Insight into the Strategies for Improving the Thermal Stability of Efficient N-Type Mg3Sb2-Based Thermoelectric Materials

N-type Mg₃(Sb,Bi)₂ compounds have recently been demonstrated as promising low-cost efficient thermoelectric materials in low and intermediate temperature ranges; however, the thermal stability of this type of material still poses a great challenge for practical applications. In this work, we conduct a systematic investigation of the thermal stability of several high-performing n-type Mg₃(Sb,Bi)₂-based thermoelectric materials in both bulk and powdered forms using X-ray and neutron diffraction. It is found that the bulk sample exhibits a much slower degradation rate based on the evolution of the secondary Bi/Sb phase in comparison with the powdered sample, revealing a clear kinetic effect.
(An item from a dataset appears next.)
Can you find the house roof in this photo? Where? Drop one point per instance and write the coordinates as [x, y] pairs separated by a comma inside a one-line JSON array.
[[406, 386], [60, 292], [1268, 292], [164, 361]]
Moreover, the surface of the bulk sample will gradually become Mg-poor or Bi-rich even at room temperature when exposed to air for a long time, highlighting the importance of surface encapsulation for applications. An underlying mechanism based on the Mg loss/migration is proposed to account for the property degradation. Importantly, to address the property degradation, we discuss possible solutions and propose Mg-vapor annealing as an effective approach to enhance thermal stability by suppressing the Mg loss/migration through saturating grains and grain boundaries with elemental Mg. We expect a combination of the Mg-vapor annealing and surface coating to further improve the long-term thermal stability. This work sheds light on the strategies for enhancing the long-term stability of n-type Mg₃Sb₂-based thermoelectrics for practical applications.